Monday, January 24, 2011

Why XML columns have a length of zero

One interesting question when looking at the meta data of tables is why XML columns don't have a length.

db2 "create table thebigq(id int, name varchar(40), doc xml inline length 1000)"
DB20000I  The SQL command completed successfully.

hloeser@BR857D67:~/1Q11$ db2 describe table thebigq

                                Data type                     Column
Column name   schema    Data type name Length     Scale Nulls
------------- --------- -------------- ---------- ----- ------
ID            SYSIBM    INTEGER                 4     0 Yes  
NAME          SYSIBM    VARCHAR                40     0 Yes  
DOC           SYSIBM    XML                     0     0 Yes  

  3 record(s) selected.

Well, for an INTEGER type the size is well-known because of the bits allocated to store the value. For VARCHAR strings the specified length (in bytes) is what is shown. For XML columns, however, there is no maximum size that you can specify. This is in contrast to LOBs (BLOBs, CLOBs).

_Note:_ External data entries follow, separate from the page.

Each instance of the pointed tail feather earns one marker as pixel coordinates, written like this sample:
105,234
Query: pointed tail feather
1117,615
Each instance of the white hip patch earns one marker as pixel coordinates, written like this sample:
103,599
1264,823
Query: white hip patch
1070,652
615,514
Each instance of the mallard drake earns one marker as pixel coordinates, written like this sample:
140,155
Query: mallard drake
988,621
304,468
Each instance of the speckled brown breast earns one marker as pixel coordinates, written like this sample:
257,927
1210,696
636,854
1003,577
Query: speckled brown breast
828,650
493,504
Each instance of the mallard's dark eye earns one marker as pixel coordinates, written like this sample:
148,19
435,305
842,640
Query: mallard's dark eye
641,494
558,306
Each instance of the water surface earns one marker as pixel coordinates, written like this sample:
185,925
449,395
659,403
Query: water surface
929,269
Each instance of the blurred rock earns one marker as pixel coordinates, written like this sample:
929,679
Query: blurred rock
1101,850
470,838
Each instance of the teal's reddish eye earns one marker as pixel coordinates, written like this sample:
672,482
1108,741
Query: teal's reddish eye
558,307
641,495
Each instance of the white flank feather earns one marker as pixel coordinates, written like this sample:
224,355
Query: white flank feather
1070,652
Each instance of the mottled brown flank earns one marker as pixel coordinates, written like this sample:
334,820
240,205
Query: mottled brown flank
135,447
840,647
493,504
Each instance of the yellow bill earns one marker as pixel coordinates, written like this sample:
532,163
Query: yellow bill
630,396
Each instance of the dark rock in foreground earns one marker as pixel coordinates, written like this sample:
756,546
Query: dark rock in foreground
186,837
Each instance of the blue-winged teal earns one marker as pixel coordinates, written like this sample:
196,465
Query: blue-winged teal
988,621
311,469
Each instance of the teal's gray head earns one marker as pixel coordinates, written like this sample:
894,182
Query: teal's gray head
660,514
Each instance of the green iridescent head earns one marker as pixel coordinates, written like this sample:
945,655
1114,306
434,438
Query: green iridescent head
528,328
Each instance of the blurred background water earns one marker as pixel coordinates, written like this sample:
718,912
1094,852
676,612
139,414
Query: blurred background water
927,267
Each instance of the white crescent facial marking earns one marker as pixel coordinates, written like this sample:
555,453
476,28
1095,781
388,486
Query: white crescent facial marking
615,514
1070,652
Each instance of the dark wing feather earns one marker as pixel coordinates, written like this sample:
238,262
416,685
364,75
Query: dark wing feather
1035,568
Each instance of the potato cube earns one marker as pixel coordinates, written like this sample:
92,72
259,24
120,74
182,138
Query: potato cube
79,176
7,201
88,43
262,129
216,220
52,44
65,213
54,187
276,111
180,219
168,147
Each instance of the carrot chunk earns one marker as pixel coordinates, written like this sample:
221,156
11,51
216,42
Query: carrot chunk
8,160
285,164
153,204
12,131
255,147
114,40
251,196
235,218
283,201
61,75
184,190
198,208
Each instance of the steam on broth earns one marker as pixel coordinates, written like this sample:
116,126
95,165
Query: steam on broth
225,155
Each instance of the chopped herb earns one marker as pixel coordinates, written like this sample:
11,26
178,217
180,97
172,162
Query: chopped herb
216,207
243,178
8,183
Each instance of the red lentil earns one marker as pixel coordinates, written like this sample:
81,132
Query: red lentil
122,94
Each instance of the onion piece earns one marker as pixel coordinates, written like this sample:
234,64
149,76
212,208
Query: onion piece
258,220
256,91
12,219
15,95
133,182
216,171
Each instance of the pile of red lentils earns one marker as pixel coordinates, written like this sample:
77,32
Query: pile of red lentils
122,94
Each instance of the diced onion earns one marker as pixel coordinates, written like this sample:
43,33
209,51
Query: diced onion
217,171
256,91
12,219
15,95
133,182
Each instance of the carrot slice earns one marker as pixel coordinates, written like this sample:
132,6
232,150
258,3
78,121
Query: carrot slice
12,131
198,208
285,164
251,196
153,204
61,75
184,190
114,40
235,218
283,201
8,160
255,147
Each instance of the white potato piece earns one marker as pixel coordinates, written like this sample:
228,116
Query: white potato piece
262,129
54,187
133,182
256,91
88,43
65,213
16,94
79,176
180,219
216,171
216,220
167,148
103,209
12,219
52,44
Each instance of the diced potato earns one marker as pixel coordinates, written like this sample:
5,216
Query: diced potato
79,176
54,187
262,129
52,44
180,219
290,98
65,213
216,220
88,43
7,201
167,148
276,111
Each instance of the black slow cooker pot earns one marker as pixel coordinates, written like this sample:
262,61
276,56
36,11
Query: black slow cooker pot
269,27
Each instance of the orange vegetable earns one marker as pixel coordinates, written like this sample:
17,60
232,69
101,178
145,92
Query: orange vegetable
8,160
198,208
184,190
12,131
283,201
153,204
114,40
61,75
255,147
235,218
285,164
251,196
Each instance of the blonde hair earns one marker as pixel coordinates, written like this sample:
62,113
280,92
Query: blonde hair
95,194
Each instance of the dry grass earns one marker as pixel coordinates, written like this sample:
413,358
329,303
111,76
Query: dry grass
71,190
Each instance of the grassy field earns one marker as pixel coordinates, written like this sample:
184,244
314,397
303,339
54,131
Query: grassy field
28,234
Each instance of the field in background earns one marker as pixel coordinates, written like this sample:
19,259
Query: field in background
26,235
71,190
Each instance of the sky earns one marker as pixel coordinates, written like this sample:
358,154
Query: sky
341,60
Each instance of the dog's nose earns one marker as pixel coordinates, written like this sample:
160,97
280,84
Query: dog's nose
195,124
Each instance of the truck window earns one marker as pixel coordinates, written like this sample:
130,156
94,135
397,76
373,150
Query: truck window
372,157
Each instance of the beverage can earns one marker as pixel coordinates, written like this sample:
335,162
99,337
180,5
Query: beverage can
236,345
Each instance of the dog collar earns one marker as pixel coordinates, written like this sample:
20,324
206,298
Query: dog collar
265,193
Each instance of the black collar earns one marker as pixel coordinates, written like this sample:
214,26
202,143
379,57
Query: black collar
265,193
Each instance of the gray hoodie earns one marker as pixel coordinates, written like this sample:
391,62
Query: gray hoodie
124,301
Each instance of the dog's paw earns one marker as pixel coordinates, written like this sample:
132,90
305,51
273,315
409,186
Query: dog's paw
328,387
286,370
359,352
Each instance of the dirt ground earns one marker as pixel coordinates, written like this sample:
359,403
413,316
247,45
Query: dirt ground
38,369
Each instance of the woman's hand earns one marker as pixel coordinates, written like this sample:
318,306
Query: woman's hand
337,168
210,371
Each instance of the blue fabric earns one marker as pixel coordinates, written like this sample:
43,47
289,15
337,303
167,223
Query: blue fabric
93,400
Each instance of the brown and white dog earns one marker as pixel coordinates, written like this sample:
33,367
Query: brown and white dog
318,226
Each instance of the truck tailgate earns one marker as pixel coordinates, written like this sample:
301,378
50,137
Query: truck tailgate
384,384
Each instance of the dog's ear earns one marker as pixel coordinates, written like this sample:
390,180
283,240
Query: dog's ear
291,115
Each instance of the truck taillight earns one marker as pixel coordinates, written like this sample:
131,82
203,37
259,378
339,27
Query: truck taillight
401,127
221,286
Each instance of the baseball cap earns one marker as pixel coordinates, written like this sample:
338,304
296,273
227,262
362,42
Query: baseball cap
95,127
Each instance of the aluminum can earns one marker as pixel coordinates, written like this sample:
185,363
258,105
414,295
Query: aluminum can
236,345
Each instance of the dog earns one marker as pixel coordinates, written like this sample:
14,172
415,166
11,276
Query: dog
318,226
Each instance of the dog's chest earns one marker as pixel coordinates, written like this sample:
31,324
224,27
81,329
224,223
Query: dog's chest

There is also no maximum size of an XML document on disk, it is only determined by storage and possibly the document structure.

When pureXML was designed, there was a long discussion on what the length as shown above should be. Should we just show a really big number, like 2GB, or decide that it is -1 or -2?

Inserting a 2GB big XML document - this is the maximum that can be transferred into DB2 - can take up more storage space than 2 GB or less. Hence, it is not a good value. The options "-1" or other negative numbers usually have a special meaning and therefore were also not chosen. So it became zero (0) - XML values have the size they have. Something mystic...!?!